In this case, we can write {E = F[X]/(P)}, and the conormal sequence yields

\displaystyle (P)/(P^2) \rightarrow \Omega_{F[X]/k}/ P \Omega_{F[X]/k} \rightarrow \Omega_{E/k} \rightarrow 0.

Now by the tensor product property, we have

\displaystyle \Omega_{F[X]/k} \simeq F[X] \otimes_F \Omega_{F/k} \oplus F[X] ,

where {F[X]} corresponds to multiples of {dX}, which implies that

\displaystyle \Omega_{F[X]/k}/ P \Omega_{F[X]/k} \simeq E \otimes_F \Omega_{F /k} \oplus E .
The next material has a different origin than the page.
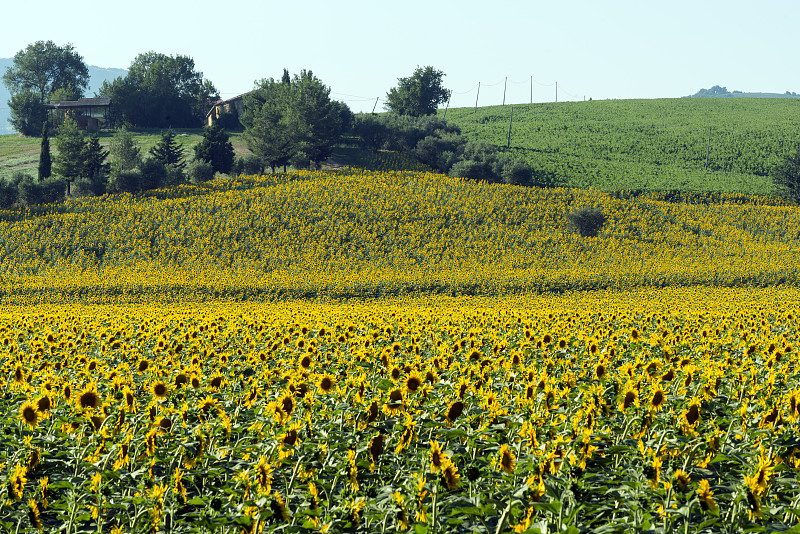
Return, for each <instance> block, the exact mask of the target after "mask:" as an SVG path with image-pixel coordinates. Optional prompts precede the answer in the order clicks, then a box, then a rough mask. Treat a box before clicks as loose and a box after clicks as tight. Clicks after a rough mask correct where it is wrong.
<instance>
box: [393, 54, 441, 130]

The image of {(P)/(P^2)} in {\Omega_{F[X]/k}/ P \Omega_{F[X]/k}} is generated by {P'(\alpha) d\alpha}, where {\alpha} is the image of {X} in {E}. This is a nonzero element of the second part of the direct sum, and generates that one-dimensional component. Whence

\displaystyle E \otimes_F \Omega_{F/k} \rightarrow \Omega_{E/k}

is an isomorphism.

Now let’s go back to the proposition again. We have proved that the {dt_i} are a basis for {\Omega_{E/k}}. We need to show the converse; assume {\{dt_i, i \in I\}} forms a basis, and we will prove the {t_i} are a transcendence basis. First, let {F} be the subfield generated by the {t_i}. We have an exact sequence

\displaystyle E \otimes_F \Omega_{F/k} \rightarrow \Omega_{E/k} \rightarrow \Omega_{E/F} \rightarrow 0

and since the image of {E \otimes_F \Omega_{F/k}} contains all the {dt_i}, it follows that the first map is surjective, and {\Omega_{E/F}=0}. But what has alraedy been proved implies that {\Omega_{E/F}=0} means {E/F} is algebraic.

Finally, it is necessary to show algebraic independence. But if {t_q} were in the algebraic closure of {t_1', \dots, t_n'}, say, selected from the rest of the {t_i}, then the same argument applied to {k(t_1', \dots, t_n', t_q)} would show that {dt_q} was a linear combination of {dt_1', \dots, dt_n'}.